LE PORTFOLIO D’OLIVIER
Dans ce nouveau format de Parallèle Sud, je vous emmène dans mes archives photographiques pour vous raconter une nouvelle histoire. Dans cet épisode, nous partons ensemble au Sud de la Tunisie dans la ville de Zarzis en juillet 2023, sur les traces des personnes sur le chemin de l’exil dans le but d’atteindre Sfax, portées par l’espoir qu’un bateau les emmène jusqu’en Europe.
Le repos avant la traversée
En juillet 2023, je me rends à Zarzis au Sud-Est de la Tunisie sur le littoral méditerranéen à seulement quelques kilomètres de la frontière libyenne. A cette période de l’année, le soleil tape fort, on frôle parfois les cinquante degrés en plein après-midi. Durant mon séjour d’une semaine, j’y fais la rencontre de nombreuses personnes en exil, de Côte d’Ivoire, de Gambie, de Guinée. Tous sont dans le pays depuis des mois voire des années. Momoudou, rencontré alors qu’il travaille sur le chantier naval de la ville, m’explique être entré en Tunisie il y a de cela près d’un an. Militaire de carrière et proche du pouvoir, il a dû fuir la Gambie lorsque celui-ci a changé de main.

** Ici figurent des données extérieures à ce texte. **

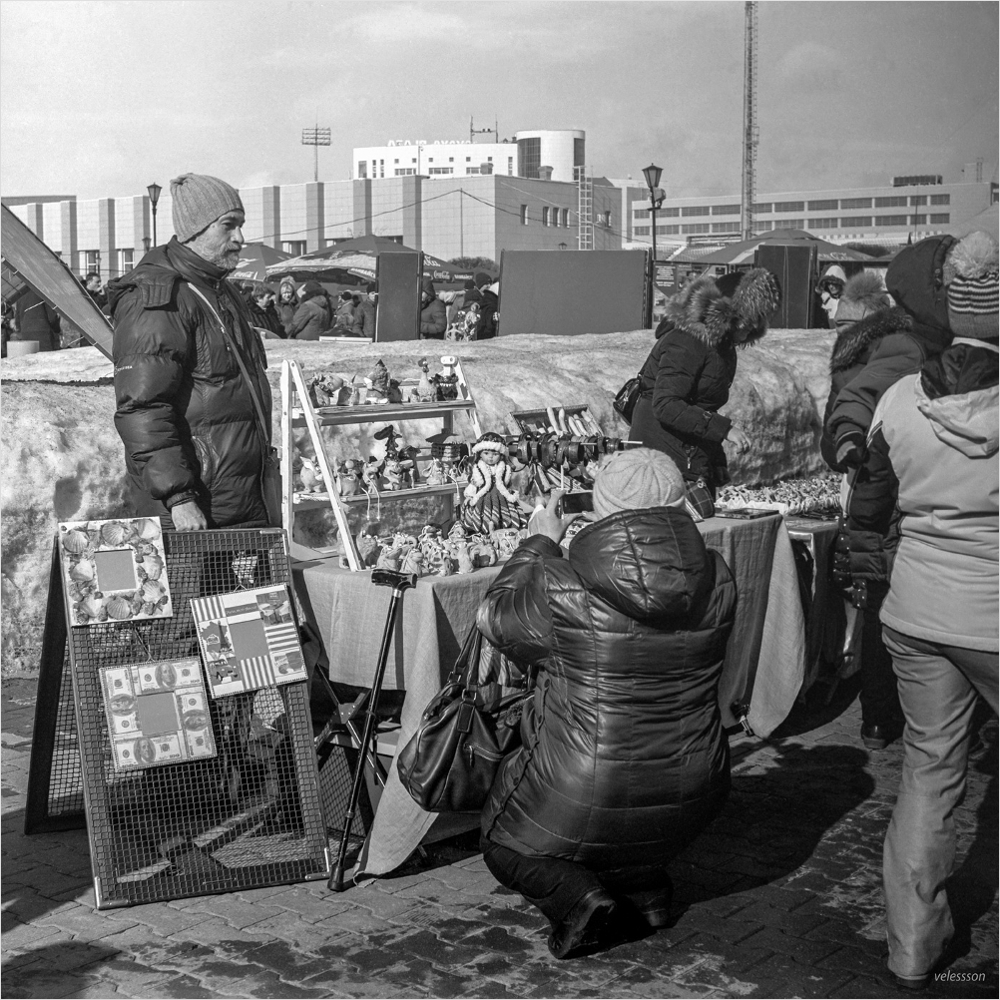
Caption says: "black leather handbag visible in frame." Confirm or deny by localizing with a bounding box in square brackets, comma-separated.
[396, 625, 531, 812]
[612, 372, 642, 425]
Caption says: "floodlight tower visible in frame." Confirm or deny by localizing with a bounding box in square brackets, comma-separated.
[302, 125, 330, 183]
[740, 0, 758, 240]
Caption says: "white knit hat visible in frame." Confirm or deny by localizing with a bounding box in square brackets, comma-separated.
[594, 448, 685, 517]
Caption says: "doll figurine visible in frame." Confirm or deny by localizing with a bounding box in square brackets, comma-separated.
[461, 431, 524, 535]
[416, 358, 437, 403]
[430, 355, 458, 402]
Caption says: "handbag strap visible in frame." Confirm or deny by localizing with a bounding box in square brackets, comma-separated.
[446, 623, 483, 695]
[187, 281, 271, 455]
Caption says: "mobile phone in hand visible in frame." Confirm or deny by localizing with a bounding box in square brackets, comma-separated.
[556, 490, 594, 517]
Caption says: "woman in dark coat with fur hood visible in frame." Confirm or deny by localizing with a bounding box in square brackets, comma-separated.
[632, 268, 781, 495]
[478, 448, 736, 958]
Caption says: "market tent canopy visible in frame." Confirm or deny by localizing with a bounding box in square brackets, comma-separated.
[945, 201, 1000, 240]
[229, 243, 291, 281]
[698, 229, 873, 267]
[2, 205, 112, 359]
[267, 236, 496, 289]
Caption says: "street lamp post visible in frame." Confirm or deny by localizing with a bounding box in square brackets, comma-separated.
[642, 163, 664, 326]
[146, 182, 163, 247]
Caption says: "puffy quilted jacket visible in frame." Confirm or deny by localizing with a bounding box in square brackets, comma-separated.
[109, 239, 271, 528]
[478, 508, 736, 872]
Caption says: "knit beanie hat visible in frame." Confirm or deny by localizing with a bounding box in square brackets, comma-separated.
[885, 236, 958, 338]
[594, 448, 685, 517]
[170, 174, 243, 243]
[836, 271, 889, 323]
[944, 232, 1000, 340]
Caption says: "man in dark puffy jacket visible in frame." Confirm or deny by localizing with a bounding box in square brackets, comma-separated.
[420, 278, 448, 340]
[109, 174, 271, 531]
[478, 448, 736, 958]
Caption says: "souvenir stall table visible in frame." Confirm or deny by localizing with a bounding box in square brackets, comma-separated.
[294, 516, 806, 877]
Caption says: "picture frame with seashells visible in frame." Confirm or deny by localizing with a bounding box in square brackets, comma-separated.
[58, 517, 174, 628]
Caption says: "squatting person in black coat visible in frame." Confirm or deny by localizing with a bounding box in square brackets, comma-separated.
[109, 174, 271, 531]
[478, 448, 736, 958]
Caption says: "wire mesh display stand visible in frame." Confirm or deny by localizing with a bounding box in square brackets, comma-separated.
[33, 529, 330, 908]
[281, 361, 483, 570]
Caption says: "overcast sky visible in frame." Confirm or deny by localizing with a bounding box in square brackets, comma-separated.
[0, 0, 998, 198]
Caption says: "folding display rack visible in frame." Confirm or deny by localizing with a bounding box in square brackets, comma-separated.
[281, 361, 482, 570]
[25, 529, 330, 908]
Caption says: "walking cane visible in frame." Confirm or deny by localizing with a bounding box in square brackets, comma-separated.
[327, 569, 417, 892]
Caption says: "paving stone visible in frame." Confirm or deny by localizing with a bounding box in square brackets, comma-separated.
[143, 974, 222, 1000]
[186, 896, 284, 930]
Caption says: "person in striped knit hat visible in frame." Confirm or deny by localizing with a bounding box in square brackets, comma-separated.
[848, 232, 1000, 989]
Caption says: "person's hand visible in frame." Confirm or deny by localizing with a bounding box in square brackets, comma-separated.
[528, 490, 580, 545]
[726, 424, 750, 455]
[170, 500, 208, 531]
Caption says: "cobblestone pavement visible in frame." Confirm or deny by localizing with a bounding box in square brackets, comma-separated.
[2, 680, 998, 998]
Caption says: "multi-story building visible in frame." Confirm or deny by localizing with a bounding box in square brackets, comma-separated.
[352, 129, 586, 182]
[618, 163, 997, 256]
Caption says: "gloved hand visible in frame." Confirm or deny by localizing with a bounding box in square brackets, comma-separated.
[837, 431, 865, 469]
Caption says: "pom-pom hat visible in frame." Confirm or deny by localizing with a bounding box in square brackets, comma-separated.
[170, 174, 243, 243]
[594, 448, 685, 518]
[944, 232, 1000, 340]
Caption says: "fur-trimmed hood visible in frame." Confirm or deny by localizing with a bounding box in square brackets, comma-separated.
[830, 306, 913, 375]
[664, 267, 781, 349]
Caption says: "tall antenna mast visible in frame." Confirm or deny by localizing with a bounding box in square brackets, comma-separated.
[740, 0, 758, 240]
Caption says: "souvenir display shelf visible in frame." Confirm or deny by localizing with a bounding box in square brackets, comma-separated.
[281, 361, 482, 570]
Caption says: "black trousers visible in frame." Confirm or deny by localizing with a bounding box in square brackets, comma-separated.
[480, 837, 670, 927]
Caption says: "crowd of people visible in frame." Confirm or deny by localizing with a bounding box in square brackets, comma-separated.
[7, 166, 1000, 987]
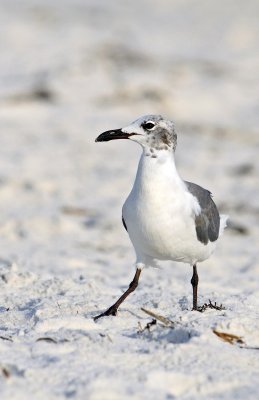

À son arrivée, il a demandé l’asile politique et a même obtenu un titre de séjour provisoire. Mais celui-ci a depuis longtemps expiré et l’UNHCR, organisme des Nations-Unies présent à Tunis qui s’occupe des personne exilées, a cessé de lui répondre. Malgré tout, il imagine toujours sa vie sur place, imperméable aux propositions de certains passeurs de lui promettre un billet pour l’Europe s’il conduit une embarcation.
L’histoire d’Adama et de ses amis trouve écho dans celle de Momoudou. Lui est arrivé à Zarzis après avoir connu l’enfer de la Libye durant 4 ans avec sa femme Awa et à Zarzis, ils retrouvent l’espoir grâce notamment à la naissance de la petite Mariame 4 mois plus tôt. La “petite tunisienne” comme aime l’appeler sa mère ramène de la lumière au sein du groupe, ses moments de jeux sont comme des respirations. Dans leur maison proche du centre-ville, ils partagent les deux chambres et le salon avec une dizaine de compatriotes. Peu se connaissaient d’avant mais tous se soutiennent aujourd’hui.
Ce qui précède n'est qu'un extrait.